Most Supplements Offer Little Protection Against Heart Disease
Most had no significant effect on mortality, cardiovascular disease outcomes
MONDAY, July 8, 2019 (HealthDay News) -- Certain nutritional supplements and dietary interventions may reduce the risk for some cardiovascular outcomes in adults; however, the overall effect of nutritional supplements on cardiovascular disease outcomes remains unclear, according to a review published online July 9 in the Annals of Internal Medicine.

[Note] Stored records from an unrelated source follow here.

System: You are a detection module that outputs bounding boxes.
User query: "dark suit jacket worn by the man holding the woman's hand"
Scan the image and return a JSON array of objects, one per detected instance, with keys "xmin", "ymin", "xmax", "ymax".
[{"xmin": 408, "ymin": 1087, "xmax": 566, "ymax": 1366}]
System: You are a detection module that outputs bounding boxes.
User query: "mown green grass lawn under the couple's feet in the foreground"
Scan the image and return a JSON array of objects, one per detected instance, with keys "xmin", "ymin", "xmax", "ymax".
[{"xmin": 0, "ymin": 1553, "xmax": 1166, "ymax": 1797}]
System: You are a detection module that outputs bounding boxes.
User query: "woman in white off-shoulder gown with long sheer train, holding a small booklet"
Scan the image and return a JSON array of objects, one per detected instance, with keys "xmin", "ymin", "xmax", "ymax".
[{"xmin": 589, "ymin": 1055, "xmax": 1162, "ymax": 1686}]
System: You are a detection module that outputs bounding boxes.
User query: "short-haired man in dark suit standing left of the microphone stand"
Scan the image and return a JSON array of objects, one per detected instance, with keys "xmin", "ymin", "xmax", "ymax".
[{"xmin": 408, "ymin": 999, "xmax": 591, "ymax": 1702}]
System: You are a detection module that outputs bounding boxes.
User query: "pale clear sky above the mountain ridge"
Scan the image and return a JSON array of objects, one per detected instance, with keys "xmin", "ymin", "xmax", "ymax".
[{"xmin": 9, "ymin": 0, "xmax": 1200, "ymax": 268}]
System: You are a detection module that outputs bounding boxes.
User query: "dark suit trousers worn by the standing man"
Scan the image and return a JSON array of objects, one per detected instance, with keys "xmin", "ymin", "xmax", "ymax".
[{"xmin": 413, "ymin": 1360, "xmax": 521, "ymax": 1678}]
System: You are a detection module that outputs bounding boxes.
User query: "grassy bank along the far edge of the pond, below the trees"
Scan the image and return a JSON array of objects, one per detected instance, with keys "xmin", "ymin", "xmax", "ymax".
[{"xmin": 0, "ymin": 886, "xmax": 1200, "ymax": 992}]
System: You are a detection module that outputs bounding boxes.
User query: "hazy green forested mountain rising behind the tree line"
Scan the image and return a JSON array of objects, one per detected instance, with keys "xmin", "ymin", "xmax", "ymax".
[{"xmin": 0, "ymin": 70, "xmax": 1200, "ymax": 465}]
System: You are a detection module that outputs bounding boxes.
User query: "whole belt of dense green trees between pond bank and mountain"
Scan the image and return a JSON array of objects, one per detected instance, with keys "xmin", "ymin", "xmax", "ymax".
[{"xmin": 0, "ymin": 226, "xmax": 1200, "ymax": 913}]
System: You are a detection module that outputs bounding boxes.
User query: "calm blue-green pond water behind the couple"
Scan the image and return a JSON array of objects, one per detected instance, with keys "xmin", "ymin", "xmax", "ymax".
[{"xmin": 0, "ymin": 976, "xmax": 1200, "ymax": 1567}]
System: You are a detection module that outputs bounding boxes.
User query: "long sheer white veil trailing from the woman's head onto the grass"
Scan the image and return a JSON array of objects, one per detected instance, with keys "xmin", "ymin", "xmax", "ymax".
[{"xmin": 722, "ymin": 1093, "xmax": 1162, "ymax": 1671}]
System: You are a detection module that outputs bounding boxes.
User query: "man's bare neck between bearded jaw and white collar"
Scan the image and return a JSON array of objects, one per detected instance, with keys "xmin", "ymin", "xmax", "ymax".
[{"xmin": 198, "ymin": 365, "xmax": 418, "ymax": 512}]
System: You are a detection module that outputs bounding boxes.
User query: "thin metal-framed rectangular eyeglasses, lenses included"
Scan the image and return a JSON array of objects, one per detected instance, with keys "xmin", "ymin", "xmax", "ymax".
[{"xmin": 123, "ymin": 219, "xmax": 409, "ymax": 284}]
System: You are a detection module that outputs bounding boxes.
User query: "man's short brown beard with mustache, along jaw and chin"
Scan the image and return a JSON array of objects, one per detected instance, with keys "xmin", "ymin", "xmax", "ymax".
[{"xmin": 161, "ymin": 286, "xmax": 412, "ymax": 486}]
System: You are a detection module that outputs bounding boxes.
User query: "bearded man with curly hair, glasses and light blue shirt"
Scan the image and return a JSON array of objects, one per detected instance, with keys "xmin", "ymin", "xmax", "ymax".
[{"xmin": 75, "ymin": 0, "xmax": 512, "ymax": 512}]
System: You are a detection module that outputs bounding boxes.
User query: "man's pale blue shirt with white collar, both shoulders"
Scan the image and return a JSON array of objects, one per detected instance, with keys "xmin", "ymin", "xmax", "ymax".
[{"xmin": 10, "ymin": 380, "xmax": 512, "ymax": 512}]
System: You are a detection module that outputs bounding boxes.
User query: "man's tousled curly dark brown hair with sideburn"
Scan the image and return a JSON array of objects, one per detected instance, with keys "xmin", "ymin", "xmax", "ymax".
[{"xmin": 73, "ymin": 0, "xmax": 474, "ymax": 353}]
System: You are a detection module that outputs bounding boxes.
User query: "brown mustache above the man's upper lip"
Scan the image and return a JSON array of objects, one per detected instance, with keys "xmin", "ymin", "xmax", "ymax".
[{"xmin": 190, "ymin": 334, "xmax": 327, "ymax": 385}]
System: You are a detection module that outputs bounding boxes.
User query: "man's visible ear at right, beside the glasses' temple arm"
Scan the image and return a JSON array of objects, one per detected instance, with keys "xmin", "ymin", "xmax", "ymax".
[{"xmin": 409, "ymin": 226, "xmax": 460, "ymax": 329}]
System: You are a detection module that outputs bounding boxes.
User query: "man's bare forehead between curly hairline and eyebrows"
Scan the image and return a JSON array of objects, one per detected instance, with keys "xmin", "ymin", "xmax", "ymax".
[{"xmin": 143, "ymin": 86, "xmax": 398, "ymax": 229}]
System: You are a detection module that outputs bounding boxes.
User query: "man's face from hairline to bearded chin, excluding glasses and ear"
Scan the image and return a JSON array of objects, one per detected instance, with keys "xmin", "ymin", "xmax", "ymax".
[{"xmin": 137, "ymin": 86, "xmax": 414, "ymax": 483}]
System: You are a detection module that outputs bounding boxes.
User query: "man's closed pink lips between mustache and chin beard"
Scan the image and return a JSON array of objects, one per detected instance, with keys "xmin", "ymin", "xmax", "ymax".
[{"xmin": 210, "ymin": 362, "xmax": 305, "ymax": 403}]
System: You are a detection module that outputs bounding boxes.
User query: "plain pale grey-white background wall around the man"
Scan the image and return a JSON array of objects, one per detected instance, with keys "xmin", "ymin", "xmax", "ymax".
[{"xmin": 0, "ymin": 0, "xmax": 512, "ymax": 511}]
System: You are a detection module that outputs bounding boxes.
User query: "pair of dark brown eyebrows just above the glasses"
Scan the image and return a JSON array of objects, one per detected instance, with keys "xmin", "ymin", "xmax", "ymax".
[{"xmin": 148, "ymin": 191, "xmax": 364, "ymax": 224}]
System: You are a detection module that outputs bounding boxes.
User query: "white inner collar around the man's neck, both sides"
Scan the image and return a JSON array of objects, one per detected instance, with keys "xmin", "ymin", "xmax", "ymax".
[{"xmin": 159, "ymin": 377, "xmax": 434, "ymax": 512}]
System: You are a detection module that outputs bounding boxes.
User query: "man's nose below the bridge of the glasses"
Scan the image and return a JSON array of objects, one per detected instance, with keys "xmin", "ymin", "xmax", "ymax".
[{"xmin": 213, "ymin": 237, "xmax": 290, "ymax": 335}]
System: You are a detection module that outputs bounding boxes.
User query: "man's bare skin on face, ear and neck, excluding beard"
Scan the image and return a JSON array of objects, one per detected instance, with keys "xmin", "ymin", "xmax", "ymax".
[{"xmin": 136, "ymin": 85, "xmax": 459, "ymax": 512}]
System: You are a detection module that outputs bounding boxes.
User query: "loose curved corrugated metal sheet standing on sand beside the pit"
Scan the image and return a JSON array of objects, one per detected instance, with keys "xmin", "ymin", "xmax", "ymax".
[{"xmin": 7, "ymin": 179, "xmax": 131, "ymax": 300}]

Safi U. Khan, M.D., from West Virginia University in Morgantown, and colleagues selected nine systematic reviews and four new randomized controlled trials that encompassed 277 trials, 24 interventions, and 992,129 participants to examine the effects of nutritional supplements and dietary interventions on mortality and cardiovascular outcomes. Overall, 105 meta-analyses were generated.
The researchers found moderate-certainty evidence that lower salt intake reduced the risk for all-cause mortality in normotensive participants and cardiovascular mortality in hypertensive participants (risk ratios [RRs], 0.90 and 0.67, respectively). Omega-3 long-chain polyunsaturated fatty acid correlated with a reduced risk for myocardial infarction and coronary heart disease based on low-certainty evidence (RRs, 0.92 and 0.93, respectively). Folic acid correlated with a reduced stroke risk (low certainty evidence; RR, 0.80), while an increased risk for stroke was seen with calcium plus vitamin D (moderate certainty evidence; RR, 1.17). No significant effect on mortality or cardiovascular outcomes was seen for other nutritional supplements or dietary interventions.
"Unfortunately, the current study leaves us with the same foggy conditions that we started with," write the authors of an accompanying editorial. "Until these conditions clear, it would be reasonable to hold off on any supplement or diet modification in all guidelines and recommendations."
One author disclosed financial ties to the pharmaceutical industry.